Wednesday, July 27, 2011

Word Usage: 10 Common Mistakes

Here is a list of ten common word usage mistakes with explanations and examples of proper use:

  1. There vs. Their vs. They're

    There is an indication of location.
    Example: I want to see that book over there.

    Their is a possessive version of they.
    Example: They took their dog to the groomer.

    They're is a contraction, short for they are.
    Example: They're going to the theatre tonight.
  2. A lot vs. Allot vs. Alot

    A lot is an indication of amount.
    Example: I have a lot of laundry to do.

    Allot means to distribute.
    Example: I will allot you two cookies.

    Alot is not a word.
  3. i.e. vs. e.g.

    I.e. means "in other words."
    Example: Writing more articles increases your website traffic. I.e., it will bring you more exposure.

    E.g. means "for example."
    Example: I have a lot of chores to do. E.g., laundry, dishes, vacuuming, dusting, etc.
  4. To vs. Too vs. Two

    To is a function word to indicate relative position.
    Example: We took the dog to the vet.

    Too can indicate excessiveness or in addition to.
    Example: The chili was too spicy.
    Example: I would like to go too.

    Two is the number 2.
    Example: I want two cookies.
  5. Its vs. It's

    Its is the possessive version of it.
    Example: Its door came off the hinges.

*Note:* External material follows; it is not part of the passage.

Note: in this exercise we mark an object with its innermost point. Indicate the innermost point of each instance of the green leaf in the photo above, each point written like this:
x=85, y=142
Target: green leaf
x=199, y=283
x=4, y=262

    It's is a contraction, short for "it is."
    Example: It's a beautiful day.
  6. You're vs. Your

    You're is a contraction, short for "you are."
    Example: You're the nicest person I've ever met.

    Your describes the possessor as someone else.
    Example: Your shirt is very wrinkled.
  7. Loose vs. Lose

    Loose is an adjective, the opposite of tight or contained.
    Example: I have loose change in my pocket.

    Lose is a verb that means "to suffer the loss of."
    Example: I hope I don't lose my car keys.
  8. Choose vs. Chose

    Choose is a present tense verb meaning "to select."
    Example: I choose to eat healthy foods.

    Chose is a past tense verb meaning "to select."
    Example: I chose to eat healthy foods.
  9. Effect vs. Affect

    Effect is usually a noun meaning "result."
    Example: The effect of increased traffic to your website is directly related to the number of articles you produce for syndication.

    Affect is usually a verb meaning "to influence."
    Example: I hope this training series will affect you in a positive way.
  10. Know vs. No vs. Now

    Know is usually a verb meaning "to understand."
    Example: I know you are not coming to the movie.

    No is a negative reply, refusal or disagreement.
    Example: There is no problem with the car.

    Now is usually an adverb meaning "at the present time or moment."
    Example: Now I can easily write and market my articles.